If you walk around to the entrance of the Arts Centre, you’ll see the large eagle made of motorcycle engine parts suspended in the air. You’ll also see the small Foraminifera statue. I had no idea what a Foraminifera was, in short, it’s a single celled marine plankton that lives in open ocean. The Arts Centre is worth a look as there’s usually an exhibition of some sort and a small arts and crafts market. The Arts Centre also offers different types of event spaces for hire, great for business meetings or seminars. Check out their website for more information.

I focused on the art around the Village Green and outside the Arts Centre, however that’s only a small part of it.

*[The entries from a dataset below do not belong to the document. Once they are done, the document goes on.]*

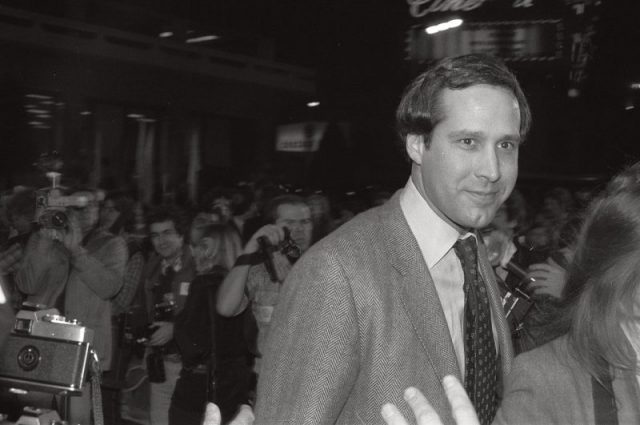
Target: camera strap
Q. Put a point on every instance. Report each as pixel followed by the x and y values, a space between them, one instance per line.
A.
pixel 96 395
pixel 213 360
pixel 605 410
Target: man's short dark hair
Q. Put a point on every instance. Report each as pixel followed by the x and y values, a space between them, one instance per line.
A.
pixel 419 109
pixel 171 213
pixel 271 211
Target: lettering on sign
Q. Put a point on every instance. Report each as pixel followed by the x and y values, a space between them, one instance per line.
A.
pixel 523 3
pixel 420 8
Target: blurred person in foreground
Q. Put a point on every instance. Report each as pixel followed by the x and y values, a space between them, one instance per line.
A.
pixel 167 278
pixel 215 354
pixel 20 212
pixel 590 374
pixel 385 302
pixel 77 270
pixel 250 281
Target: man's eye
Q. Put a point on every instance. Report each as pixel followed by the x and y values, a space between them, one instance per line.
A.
pixel 508 145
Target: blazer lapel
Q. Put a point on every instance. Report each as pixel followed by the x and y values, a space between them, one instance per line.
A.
pixel 417 291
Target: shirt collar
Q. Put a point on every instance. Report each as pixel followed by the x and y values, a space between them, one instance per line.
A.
pixel 435 236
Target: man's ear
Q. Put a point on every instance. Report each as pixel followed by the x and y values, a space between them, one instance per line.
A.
pixel 415 147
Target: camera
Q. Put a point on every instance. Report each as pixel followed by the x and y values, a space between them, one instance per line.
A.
pixel 138 338
pixel 51 203
pixel 287 247
pixel 46 352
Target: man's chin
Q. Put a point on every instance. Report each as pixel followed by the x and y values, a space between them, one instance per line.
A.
pixel 478 221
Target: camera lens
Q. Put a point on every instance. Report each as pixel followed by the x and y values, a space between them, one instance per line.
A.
pixel 28 357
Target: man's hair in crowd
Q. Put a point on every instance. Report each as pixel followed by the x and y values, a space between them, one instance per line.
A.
pixel 604 277
pixel 171 213
pixel 229 244
pixel 420 110
pixel 271 210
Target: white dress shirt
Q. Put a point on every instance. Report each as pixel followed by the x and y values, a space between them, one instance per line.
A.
pixel 436 238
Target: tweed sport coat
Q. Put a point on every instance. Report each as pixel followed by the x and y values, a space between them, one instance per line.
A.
pixel 358 321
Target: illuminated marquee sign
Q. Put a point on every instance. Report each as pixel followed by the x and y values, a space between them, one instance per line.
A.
pixel 300 137
pixel 420 8
pixel 535 40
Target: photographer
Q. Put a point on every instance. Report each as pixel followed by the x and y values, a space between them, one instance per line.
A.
pixel 249 280
pixel 77 269
pixel 167 278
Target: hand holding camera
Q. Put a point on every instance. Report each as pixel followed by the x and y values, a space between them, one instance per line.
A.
pixel 276 248
pixel 162 333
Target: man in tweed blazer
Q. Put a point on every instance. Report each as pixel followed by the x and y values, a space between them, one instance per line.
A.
pixel 377 306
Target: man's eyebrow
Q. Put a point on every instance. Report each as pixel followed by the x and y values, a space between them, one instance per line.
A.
pixel 471 134
pixel 466 134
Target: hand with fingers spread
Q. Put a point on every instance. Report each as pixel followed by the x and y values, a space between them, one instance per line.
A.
pixel 549 278
pixel 461 407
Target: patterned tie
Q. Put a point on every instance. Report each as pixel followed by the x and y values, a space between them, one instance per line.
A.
pixel 479 348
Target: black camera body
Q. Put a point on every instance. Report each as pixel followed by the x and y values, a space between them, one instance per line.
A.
pixel 139 337
pixel 287 247
pixel 46 352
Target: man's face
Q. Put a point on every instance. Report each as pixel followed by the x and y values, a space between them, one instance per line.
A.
pixel 88 215
pixel 298 219
pixel 165 239
pixel 471 165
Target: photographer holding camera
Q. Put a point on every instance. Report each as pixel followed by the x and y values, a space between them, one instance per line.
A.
pixel 77 269
pixel 258 273
pixel 167 279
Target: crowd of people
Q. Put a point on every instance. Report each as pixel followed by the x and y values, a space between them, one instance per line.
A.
pixel 304 310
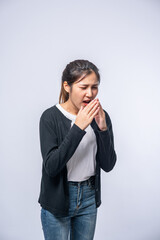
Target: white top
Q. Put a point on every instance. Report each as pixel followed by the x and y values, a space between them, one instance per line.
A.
pixel 82 164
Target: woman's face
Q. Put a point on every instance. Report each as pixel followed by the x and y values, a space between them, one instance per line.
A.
pixel 83 91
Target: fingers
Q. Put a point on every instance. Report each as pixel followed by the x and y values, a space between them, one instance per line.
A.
pixel 94 110
pixel 90 105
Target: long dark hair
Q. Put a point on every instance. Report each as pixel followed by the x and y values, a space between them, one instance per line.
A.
pixel 73 71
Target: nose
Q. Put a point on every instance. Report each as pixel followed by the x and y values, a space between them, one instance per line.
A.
pixel 89 92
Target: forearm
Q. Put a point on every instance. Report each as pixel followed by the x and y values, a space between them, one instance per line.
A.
pixel 55 157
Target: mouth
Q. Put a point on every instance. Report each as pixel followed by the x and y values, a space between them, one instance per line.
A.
pixel 86 102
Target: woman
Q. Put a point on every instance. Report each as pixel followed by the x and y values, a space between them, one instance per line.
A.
pixel 76 142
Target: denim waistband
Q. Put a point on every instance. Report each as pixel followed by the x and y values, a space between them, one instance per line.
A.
pixel 90 181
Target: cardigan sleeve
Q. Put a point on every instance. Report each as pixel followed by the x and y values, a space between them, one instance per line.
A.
pixel 105 140
pixel 55 157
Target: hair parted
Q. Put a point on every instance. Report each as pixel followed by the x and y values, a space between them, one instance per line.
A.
pixel 73 71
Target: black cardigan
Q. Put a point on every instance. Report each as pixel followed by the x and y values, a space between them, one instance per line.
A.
pixel 58 143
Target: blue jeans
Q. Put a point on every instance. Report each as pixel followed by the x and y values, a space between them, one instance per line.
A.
pixel 81 220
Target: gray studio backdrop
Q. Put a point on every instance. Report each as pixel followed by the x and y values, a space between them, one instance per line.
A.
pixel 38 39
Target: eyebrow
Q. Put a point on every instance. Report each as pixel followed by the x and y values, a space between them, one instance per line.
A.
pixel 88 84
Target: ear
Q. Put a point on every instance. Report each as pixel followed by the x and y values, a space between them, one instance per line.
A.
pixel 66 86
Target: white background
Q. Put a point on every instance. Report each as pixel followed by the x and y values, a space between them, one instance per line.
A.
pixel 38 39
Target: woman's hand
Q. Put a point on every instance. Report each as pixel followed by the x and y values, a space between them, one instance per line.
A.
pixel 86 114
pixel 100 118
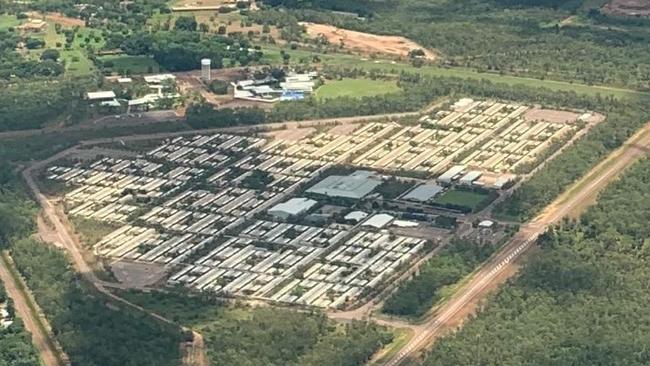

There are a few key pieces on the foreshore including the Floating Rock Sphere, Dolphin Sculptures, Dato Anchor and the Catalpa Memorial. All up there are thirty pieces of public art to explore all over Rockingham. You can grab a map from the Rockingham Visitor’s Centre and get exploring.

Although I’m not an artist, I thoroughly enjoyed finding and admiring the beautiful art pieces displayed around Rockingham many of which I didn’t know about. It was also a great reason to get outside, walk my dog while discovering and learning more about our town. I hope that this offers something else to do in Rockingham to make your winter a little more interesting.